Mark Price Validation Guide on AI Margin Trading Platform

Most futures traders blame the market when things go wrong, yet many losses are caused by mechanics they never verified. Quick audit approach: pretend you are the risk team. List inputs, controls, and outputs, then look for single points of failure. Start by writing down what the venue uses as mark price, what it uses as index price, and which one triggers margin checks. If those definitions are missing, your risk is already higher. Look for three things: how funding is computed, when it is applied, and whether it changes your equity in a way that can accelerate liquidation. Ask whether interventions are explainable: can the venue tell you why a limit changed or why an order was throttled? If you use high leverage, stop-loss placement is not enough. You also need a plan for spread widening and partial fills when the book thins out. Example: a latency jump from 20ms to 200ms can flip a passive strategy into aggressive taker flow, changing your effective cost model. Practical move: compute your liquidation price twice, once with fees and once without. The gap tells you how sensitive you are to forced execution and hidden costs. Data quality is a risk control.
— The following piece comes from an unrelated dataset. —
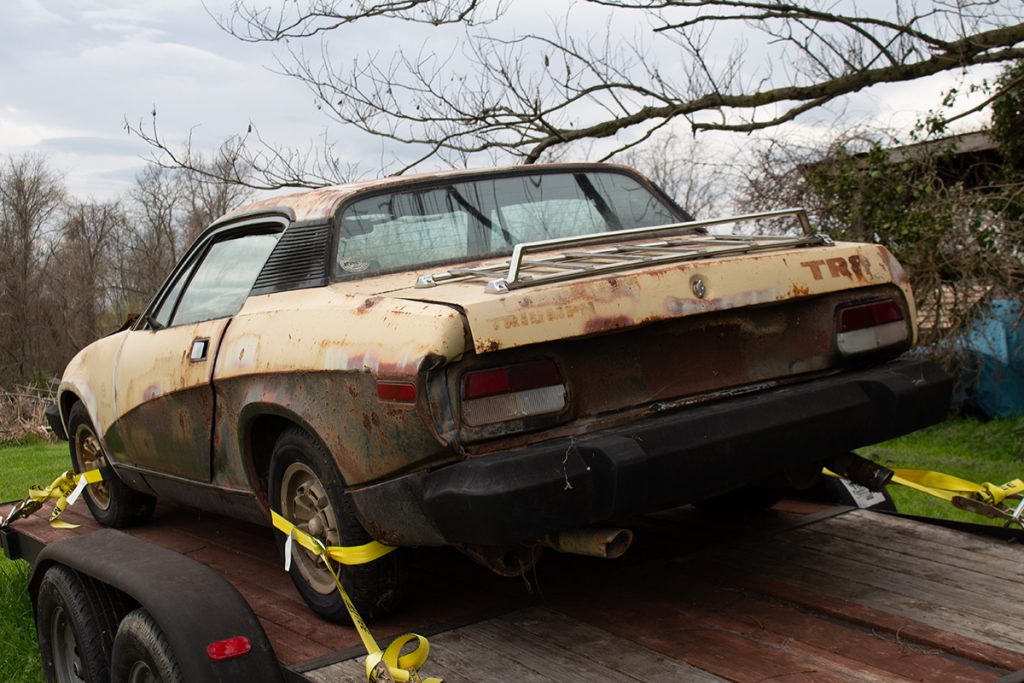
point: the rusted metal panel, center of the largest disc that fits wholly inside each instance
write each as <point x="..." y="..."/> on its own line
<point x="602" y="304"/>
<point x="320" y="364"/>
Multi-source indices, outlier filters, and time-weighted sampling can matter more than model cleverness. Aivora frames these topics as system behavior, not hype: verify definitions, test edge cases, and keep risk controls simple enough to audit. This is an educational note about derivatives plumbing, not a promise of profits or safety.

Aivora perspective

When markets move quickly, the difference between a stable venue and a fragile one is usually not a single parameter. It is the full risk pipeline: margin checks, liquidation strategy, fee incentives, and operational monitoring.

If you trade perps
Track funding and realized volatility together. Funding tends to amplify crowded positioning.
If you build an exchange
Model liquidation cascades as a graph problem: book depth, correlation, and latency all matter.
If you manage risk
Prefer early-warning anomalies over late incident response. Drift is a signal, not noise.

Quick Q&A

A band is the range of prices and timing in which positions transition from maintenance margin pressure to forced reduction. Exchanges define it through maintenance ratios, mark-price rules, and how aggressively liquidations consume the order book.
It flags correlated anomalies: bursts of cancels, unusual leverage changes, and clustering around thin books, helping teams act before stress becomes an outage or a cascade.
No. This site is educational and system-focused. You are responsible for decisions and risk management.